The $250 million tap was launched yesterday at a price guidance of 10-year Treasuries plus 137.5bp and priced at Treasuries plus 135bp after a few hours of bookbuilding. The deal was more than 3.75 times subscribed with orders from over 80 investors. The bonds were reoffered at 96.289 to yield 4.723%. The coupon was fixed at 4.25%.
HSBC, Royal Bank of Scotland and Standard Chartered Bank were joint bookrunners.
Asian investors took up 85% and European accounts 15%. By investor type, funds took 42%, banks 23%, insurance companies 26% and private banks 9%.
The new issue offered a 6bp concession to investors over the outstanding HK Electric 2020s, which were bid at Treasuries plus 129bp in the morning.
The company sold $500 million of 10-year Reg-S bonds at Treasuries plus 137.5bp in early December last year. It had earlier attempted to issue a benchmark in November but decided not to go ahead amid volatile markets. When it printed the deal successfully in December, there was speculation the company would return to the market again soon as the size fell short of expectations.
The new Reg-S bonds will be fungible on settlement and will be issued off the company's MTN programme. The bonds mature on December 14, 2020 and the settlement date is January 19, 2011. Hongkong Electric is rated A+ (stable) by S&P.
Meanwhile, new issues are cropping up. The first Korean issuer to tap the dollar market is expected to be Hyundai Capital. The company has mandated ING, J.P. Morgan, Morgan Stanley, Royal Bank of Scotland and Standard Chartered Bank for a proposed senior US dollar bond. There will be two teams going on roadshows starting tomorrow. The roadshows will cover London, Asia and the US.
Elsewhere, West China Cement plans to issue a $300 million to $400 million five-year non-call-three bond. The company will start a global roadshow today that will last until next Wednesday. A Reg-S/144a bond is expected to follow. Deutsche Bank and ICBC International are joint bookrunners.
The proceeds raised will go towards an $85.9 million debt refinancing and general working capital. West China Cement is rated Ba3/BB-/BB (Moody’s/S&P/Fitch).
Cotton and spandex supplier Texhong Textile on Tuesday night priced its debut $200 million five-year non-call-three bond. Texhong Textile is a new name in an industry that is also new to investors, with no textile comparables in the Asian bond market.
Perhaps due to its rarity value, the company drew rousing interest from investors. The bonds priced at a yield of 7.625%, at the tight end of the 7.625% to 7.75% guidance. The deal drew a robust order book of over $1.4 billion from 109 investors.
While there are apparel companies in the US, such as Levi’s, Jones Group and Hanes, these companies are mostly big retailers operating downstream. Texhong Textile is a much smaller company operating upstream. The issue was rated Ba2/BB.

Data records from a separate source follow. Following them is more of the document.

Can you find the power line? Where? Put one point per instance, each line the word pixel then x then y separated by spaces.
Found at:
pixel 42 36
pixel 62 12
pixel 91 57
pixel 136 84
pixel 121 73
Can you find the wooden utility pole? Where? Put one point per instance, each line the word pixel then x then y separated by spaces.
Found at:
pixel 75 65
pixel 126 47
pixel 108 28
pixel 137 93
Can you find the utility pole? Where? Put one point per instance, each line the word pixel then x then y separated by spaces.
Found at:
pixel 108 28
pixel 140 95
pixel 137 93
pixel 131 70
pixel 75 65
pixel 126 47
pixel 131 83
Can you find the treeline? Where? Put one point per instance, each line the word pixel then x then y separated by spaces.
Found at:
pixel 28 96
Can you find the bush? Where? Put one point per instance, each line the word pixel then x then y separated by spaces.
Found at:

Amid a lack of comps, investors referenced the issue to closely rated China names such as coal miner Hidili (B1/BB-), China Forestry (Ba3/B+) and steel maker China Oriental (Ba1/BB+). All three companies have bonds that mature in 2015 that were trading at yields of 8.68%, 7.43% and 7.15% respectively on Tuesday morning. China Oriental's 2017s, another comp, were yielding 7.47%.
Despite being a Chinese name, Texhong Textile also offers investors exposure to Vietnam, where it has manufacturing operations.

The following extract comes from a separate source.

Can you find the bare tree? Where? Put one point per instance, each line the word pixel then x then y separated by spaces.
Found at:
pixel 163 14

Texhong Textile is using part of the funds raised to expand its production in Vietnam, a country which offers the company cost savings in terms of labour and material compared to China. About 90% of the goods it produces in Vietnam are shipped back to China.
“If an investor wants exposure to Vietnam, aside from buying the Vietnam sovereign, there isn’t a lot in the market. But the company offers exposure to Vietnam, and the management was able to present its credit well to investors, which made for a compelling story,” said one banker.
The bonds performed solidly in the secondary market, rising as much as 1.5 points to 101.5, above the par issue price, before settling at a bid of 101.375.
In terms of geography, Asia took 62%, Europe 28% and the US 10%. By investor type, fund managers/hedge funds bought 80%, banks 6%, private banks 13% and others 1%. Deutsche Bank was the sole bookrunner.